London (dpa) – Vor dem Start versteckte Usain Bolt, der Schelm und Superstar, sein Gesicht hinter seiner Hand und lächelte. Ja, Jamaikas Weltrekordler war kurz weg – und ist rechtzeitig vor den Olympischen Spielen wieder ziemlich schnell zurück.
Bei seinem Comeback in London ließ der 29-Jährige mit seinem Sieg über 200 Meter keinen Zweifel daran, dass er in Rio de Janeiro sein drittes Gold-Triple landen will. «Ich bin noch nicht voll in Form. Ich muss noch mehr arbeiten, aber mit der Zeit wird es gut werden», sagte Bolt nach seinen 19,89 Sekunden beim Diamond-League-Meeting.
Mit diesem Ergebnis in seinem ersten Rennen auf seiner Lieblingsdistanz 2016 steht Bolt auf Rang fünf der Weltbestenliste. Diese führt der Amerikaner LaShawn Merritt (19,74 Sekunden) vor Landsmann Justin Gatlin (19,75) an. Aber viel wichtiger für Bolt war die Erkenntnis: Der Oberschenkel hält. «Glücklich, das Rennen verletzungsfrei beendet zu haben», twitterte er später.
Eine Zerrung hatte Bolt Anfang des Monats dazu gezwungen, bei den Landesmeisterschaften in Kingston auszusteigen. Im Olympiastadion von London, wo er vor vier Jahren Gold über 100, 200 und 4 x 100 Meter feierte, siegte er nun souverän. «Back in business», sagte ein britischer Fernsehkommentator zum Auftritt des Superstars. «Zurück im Geschäft.»
Auch in der vergangenen Saison plagten den Jamaikaner zunächst Verletzungssorgen, bei der WM in Peking räumte er dann aber wieder alles ab. Dass seine US-Rivalen schon wieder große Töne spucken, vor allem nachdem Bolt angeschlagen war, versteht er nicht.

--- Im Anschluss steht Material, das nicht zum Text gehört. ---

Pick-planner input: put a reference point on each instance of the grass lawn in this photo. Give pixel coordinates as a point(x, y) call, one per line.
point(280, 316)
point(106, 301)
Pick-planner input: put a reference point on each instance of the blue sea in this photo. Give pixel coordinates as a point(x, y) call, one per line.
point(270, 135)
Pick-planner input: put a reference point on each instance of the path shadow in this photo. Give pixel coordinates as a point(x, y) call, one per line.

Eine «Respektlosigkeit» sei das, klagte Bolt. Enttäuscht sei er vor allem von Gatlin. «Ich, Usain Bolt, habe Jahr für Jahr bewiesen, dass ich der Größte bin.» Die Amerikaner fehlten natürlich in London, wie immer gehen sich die Konkurrenten bis zum Saisonhöhepunkt aus dem Weg. So setzte sich Bolt gegen Alonso Edward aus Panama (20,04 Sekunden) und den Briten Adam Gemili (20,07) durch.
Auf die große Show danach verzichtete der Favorit. Seine berühmte Bogenschützen-Pose hatte er bereits vor dem Start gezeigt. Aber es war mehr ein Ritual. Der Jamaikaner wirkte ernst bei seinem Comeback. Ein Fehlstart von Sean McClean und ein abgebrochener Start des Topfavoriten selbst hatten seine ganze Konzentration gefordert. «Ich spürte den Rost», sagte er danach. «Die Umsetzung war nicht perfekt, aber es war mein erstes Rennen, da kann ich mich nicht beschweren.»
Bevor sich in London alle Augen auf Bolt richteten, stand Kendra Harrison im Mittelpunkt. Die Amerikanerin brach in 12,20 Sekunden den Uralt-Weltrekord über 100 Meter Hürden. Im letzten Renndrittel hatte die schmächtige 23-Jährige ein unfassbares Tempo vorgelegt. So fiel die Bestmarke der Bulgarin Jordanka Donkowa von 1988.
Im Gegensatz zu Bolt kann Harrison in Rio nicht glänzen. Als Sechste der US-Auscheidungen hatte sie die Olympia-Teilnahme verpasst. «Weltrekordlerin genannt zu werden, das ist unbeschreiblich. Ich wollte hier rausgehen und zeigen, dass ich was drauf habe – auch wenn ich nicht bei Olympia dabei sein werde», sagte sie fassungslos. Europameisterin Cindy Roleder aus Leipzig hatte das Finale nicht erreicht und verpasste somit die Teilnahme an einem historischen Hürden-Rennen.